For clarity: our main business here tonight is to rejoice in the gift of the Holy Spirit of God at Pentecost, and not on account of a literally ‘here today, gone tomorrow’, Canon Chancellor.
I was ordained deacon in 1985. During most of my ministry the obituary of the Church of England has been pronounced, but, weird and frustrating organisation that it is, it is still here, people still encounter the delights of God’s love in and through it, and are helped to find meaning and purpose for their lives. Of course it’s a mess, of course it fails, of course it could be better. But it’s human, under God, and like everyone it has a lot for which to repent.
I had no life plan that imagined spending most of my ministry as part of a great cathedral; I’ve always taken things as they come, and usually gone through doors that open for me.
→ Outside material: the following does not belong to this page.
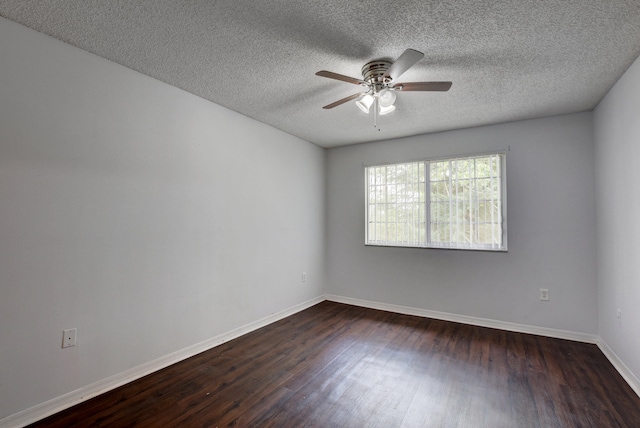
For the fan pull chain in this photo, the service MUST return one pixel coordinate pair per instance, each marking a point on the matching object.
(375, 112)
I landed here, and doors – which had previously led me into a year in a nightclub, a year in Leeds with the homeless, 4 years in prosperous Surrey, 5 years in mixed communities of South London, and 10 years in outer London suburbia – once here doors tended not to open and I came to rest.
I’m glad I did, and am profoundly grateful for the community of this place. It’s a privilege to have been part of it for so long, and now to find myself on the cusp of departure. Ancient places, and ancient titles such as we have here, give the impression that nothing ever changes; but in fact things change all the time, and the strength of a community lies in its ability to be changed and renewed, and to move on.
Which means I can give some proper attention to the Holy Spirit. Cathedrals are orderly places, things well done take a lot of planning, and planning and order are important. But the Holy Spirit is something of a provocateur. In English we don’t even have a comfortable pronoun – for it, her, him?
We have to be open to the Spirit coming in, the rushing wind and flame, and the sudden articulacy of Peter on the day of Pentecost;
- or as the breath of peace from the mouth of Jesus, after the resurrection
- or as the advocate or comforter described by Jesus at his last supper,
- or in the fiery challenging words of the prophets
- or in whatever other way that Spirit may choose.
This is God we cannot grasp, beyond definition, elusive yet intimate, eternal but unpredictable.
There is no excuse for boredom when we are open to the Spirit. There is simply the need to be thankful for the loving work of God among us, and to find that presence in the strange as in the familiar, equally present in the noise and the hum and the silence, in the confusion and the argument and the harmony.
Sometime in the late 1980s I took a parish group to a diocesan youth weekend; and during it there was a moment at which I rebelled emotionally. It came when at the collective worship – gathered as we were in a marquee in the rain – when the worship leader reminded us how great God was, and invited us to give God a round of applause. This was, I reckoned, a Rubicon which would not have been crossed by Augustine or Calvin: it takes some nerve to patronise the Almighty.
It is a remarkable privilege to lead the worship of God’s people, and it’s easy to mess it up in some way. I do it all the time (as Caroline has pointed out on innumerable occasions). I did it at least a couple of times earlier today, as I wait to be helpfully reminded. Fortunately, as Moses, Peter, and all their more lowly successors have found, we all fall short of the glory of God. We can but hope to point people towards that amazing creative love, and to suggest to them that they focus their eyes there from whom it all comes, and so I do.